Granted, the concept of getting married to a woman didn’t bother him… in the abstract. That’s what was expected of him. However, the addition of a time limit and the many husbandly duties made him rather uncomfortable. He’d deal with that at a later date. Right now, he had enough cans of worms opened at this point in time, and they were squirming all over the floor.
Dr. Mayer raised his hands in a calming motion to Kai, and it stopped Beau from saying something else. “That’s why I’ll do further research and figure out a plan of action.”
Great! Kai would lose one of the few things that gave him pleasure. But he shouldn’t worry ’cause Dr. Mayer would develop a plan for when he lost the ability to get off? Was there an escape hatch in this crazy?
Kai craved the exhaustion; at least then he’d sleep for a week, blocking out all of this weirdness.
Never one to be a freeloader, Kai asked, “So what’s my job?”
Dr. Mayer cleared his throat and folded his arms. “Beau?”
Beau answered with a grin. “Finding your mate is your job.”
“Wonderful,” Kai said, shaking his head. “Then?”
“Well, then as a mated couple, you help retrieve other newbies before they can get into a bad situation. Or you can have a career. It depends on you.” Beau turned toward the doctor. “You know he and Jasper would have a lot in common.”

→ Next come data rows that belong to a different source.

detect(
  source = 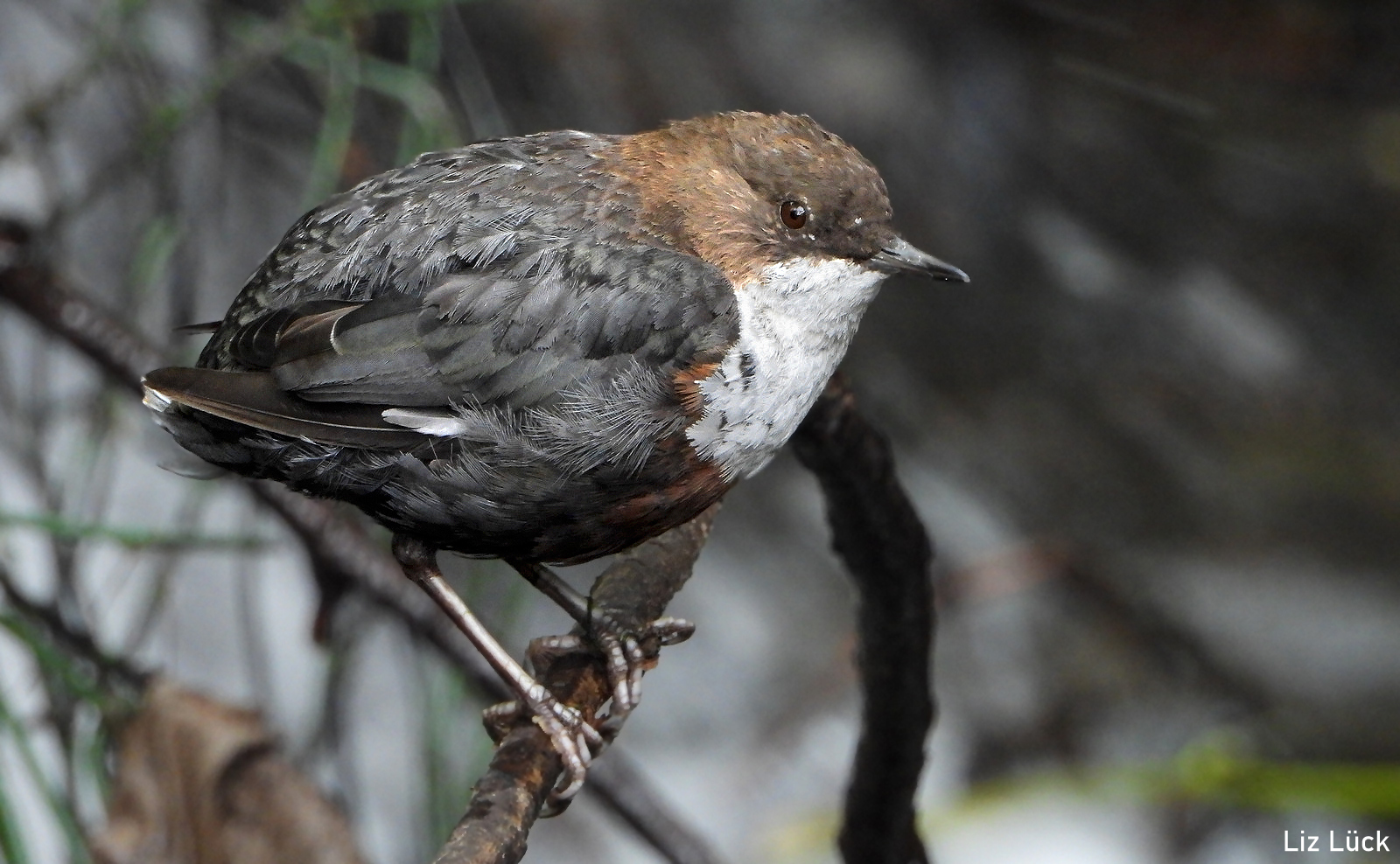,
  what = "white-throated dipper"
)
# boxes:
[145,112,968,794]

Dr. Mayer’s eyebrows shot toward his hairline, and he searched Kai’s face. “That might be. Their families are both from Germany.”
Kai didn’t ask who Jasper was, because he had a feeling he was going to find out… whether he wanted to or not.
4
Counselor Seeking Counsel
Jasper meandered into the almost empty club. The cleaning crew had just finished. No jamming beats threatened to rupture his eardrums. Absent were the bodies undulating under the colored lights and whirls of dry ice smoke. No pheromones clung to the desperate dancers who seemed hell-bent on getting off with strangers.